Auch bei den The Pipes and Drums of the Royal British Legion″, der 2001 gegründeten Kapelle, sind mittlerweile rund 70 Prozent der Mitglieder Deutsche. Die Kapelle tritt immer noch auf der Maiwoche auf und wird natürlich auch am Tag der offenen Tür dabei sein.

Doch ist da noch mehr, was von den 60 Jahren Briten in Osnabrück geblieben ist? Nun ja, eigentlich sind Osnabrück und England schon viel länger eng verbunden″, sagt Brenda Teschke. Darüber hat die gebürtige Engländerin ein Buch geschrieben: A british heritage trail in and around Osnabrueck.″

In dem dünnen, auf Englisch verfassten Buch erzählt sie von den schon im 17. Jahrhundert aufzufindenden Berührungspunkten zum heutigen Haus Windsor, dessen Ahnen Ernst August I. und Sophie von der Pfalz ihre Karriere 1662 im Schloss Iburg starteten.

Überall in und um Osnabrück finden sich Hinweise auf britische Geschichte″, so Teschke. 1960 übersetzte sie bei einem Austausch in Osnabrück für ihre Kommilitonen und fand dabei großen Gefallen an dem Osnabrücker Dolmetscher. 1964 heiratete das Paar, heute wohnt es in Bad Iburg.

Teschke arbeitete als Lehrerin und ist seit 20 Jahren bei der Osnabrücker British Decorative and Fine Arts Society″, kurz Bridfas.
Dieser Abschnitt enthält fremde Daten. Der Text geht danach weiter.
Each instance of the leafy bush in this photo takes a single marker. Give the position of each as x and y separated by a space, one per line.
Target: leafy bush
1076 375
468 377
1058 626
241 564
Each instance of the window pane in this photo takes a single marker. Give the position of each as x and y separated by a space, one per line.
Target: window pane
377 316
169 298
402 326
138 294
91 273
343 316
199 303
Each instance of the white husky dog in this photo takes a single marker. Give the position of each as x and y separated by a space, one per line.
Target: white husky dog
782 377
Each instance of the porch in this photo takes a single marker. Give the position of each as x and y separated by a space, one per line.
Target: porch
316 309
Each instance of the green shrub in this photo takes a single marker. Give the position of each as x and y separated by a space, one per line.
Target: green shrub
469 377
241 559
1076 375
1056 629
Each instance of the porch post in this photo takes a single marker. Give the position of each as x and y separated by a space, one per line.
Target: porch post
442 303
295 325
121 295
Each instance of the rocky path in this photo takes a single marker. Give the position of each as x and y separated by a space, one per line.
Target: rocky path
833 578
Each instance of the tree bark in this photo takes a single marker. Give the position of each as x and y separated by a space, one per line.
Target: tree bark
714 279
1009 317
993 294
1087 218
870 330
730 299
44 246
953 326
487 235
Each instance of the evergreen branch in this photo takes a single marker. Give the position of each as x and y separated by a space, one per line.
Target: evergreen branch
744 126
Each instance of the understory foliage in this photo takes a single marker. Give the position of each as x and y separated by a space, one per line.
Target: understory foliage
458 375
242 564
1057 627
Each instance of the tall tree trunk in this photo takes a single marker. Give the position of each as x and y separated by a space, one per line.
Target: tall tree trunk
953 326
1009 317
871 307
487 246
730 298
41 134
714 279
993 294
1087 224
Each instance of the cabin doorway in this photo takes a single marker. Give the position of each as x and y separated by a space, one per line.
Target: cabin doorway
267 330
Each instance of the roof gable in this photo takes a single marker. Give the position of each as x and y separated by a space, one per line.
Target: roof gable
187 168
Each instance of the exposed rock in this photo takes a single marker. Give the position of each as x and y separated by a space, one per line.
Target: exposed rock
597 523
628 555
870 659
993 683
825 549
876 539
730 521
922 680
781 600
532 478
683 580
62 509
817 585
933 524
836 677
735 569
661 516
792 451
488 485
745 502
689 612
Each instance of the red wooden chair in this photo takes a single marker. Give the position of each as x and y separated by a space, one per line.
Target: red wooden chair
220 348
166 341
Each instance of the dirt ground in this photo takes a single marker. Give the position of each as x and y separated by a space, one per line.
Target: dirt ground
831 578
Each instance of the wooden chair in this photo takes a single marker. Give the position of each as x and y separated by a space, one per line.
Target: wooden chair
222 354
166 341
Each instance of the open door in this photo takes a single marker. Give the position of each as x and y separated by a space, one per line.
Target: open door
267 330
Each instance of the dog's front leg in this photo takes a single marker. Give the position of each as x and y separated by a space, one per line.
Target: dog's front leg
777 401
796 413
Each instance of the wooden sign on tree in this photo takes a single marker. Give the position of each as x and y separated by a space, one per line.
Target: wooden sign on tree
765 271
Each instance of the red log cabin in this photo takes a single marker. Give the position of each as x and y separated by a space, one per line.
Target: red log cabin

Diese organisiert Vorträge auf Englisch über Kunst und Kultur, für die einmal im Monat ein Experte nach Osnabrück kommt. Auch die Society entspringt der Armeepräsenz, denn Bridfas Osnabrück wurde 1997 von der Frau eines britischen Brigadegenerals gegründet.

Anfangs rekrutierten sich die Mitglieder vor allem aus dem Umfeld der Truppen. Dass das Parkhotel im Stadtteil Westerberg schnell zum Veranstaltungsort für Vorträge und Treffen wurde, lag wohl auch daran, dass sich dort in der Nähe die Offiziershäuser der Armee befanden. Jeder kann Mitglied von Bridfas werden, und seitdem die Armee abgezogen ist, ist der Anteil der Briten gering: Nur etwa zehn Prozent der rund 70 Mitglieder stammen laut der Vorsitzenden Teschke von der Insel.

Wie Bridfas und den Pipes and Drums″ erging es vielen der früheren Freizeitangebote: Sie wurden eingedeutscht. Das garnisonseigene britische Amateurtheater ging in der Theatergruppe Ostensibles auf und spielt immer noch, allerdings mit weitaus mehr deutschen als britischen Mitgliedern. Der Anglo German Christmas Carol Service″, also ein Weihnachtslieder-Chor, wird von Bridfas organisiert, die britischen Militärmusikkonzerte, die von 1980 bis 2007 immer am letzten Dienstag im November in der Stadthalle stattfanden, gibt es nun als Osnabrücker Musikstreife. Doch die Publikumsmassen, die sie früher angezogen haben, erreichen sie nicht mehr. Brenda Teschke ist darüber nicht traurig: Es hat alles seine Zeit und wer sich wirklich für die englische Sprache interessiert, findet immer noch Angebote in der Stadt.″

Besucher der Ausstellung Räume gegen das Vergessen. Osnabrück im 20. Jahrhundert″ in der Villa Schlikker finden zudem diverse Dinge, die an die Zeit der Briten in Osnabrück erinnern. Beispielsweise das Büroschild des Britischen Verbindungsoffiziers in Osnabrück. 2009 wurde es uns überlassen″, sagt Dr. Thorsten Heese, Kurator für Stadtgeschichte des Kulturgeschichtlichen Museums. Nun ziert es neben anderen britischen Relikten die Dauerausstellung. Zudem plane man für den Herbst eine kleine Aktion zum Beginn des Abzugs der Briten vor zehn Jahren. Auch das Schild Essex Club″ hing früher in den Robert Baracks (Winkelhausen-Kaserne) und entstand etwa im Jahr 2000, vermutet Heese.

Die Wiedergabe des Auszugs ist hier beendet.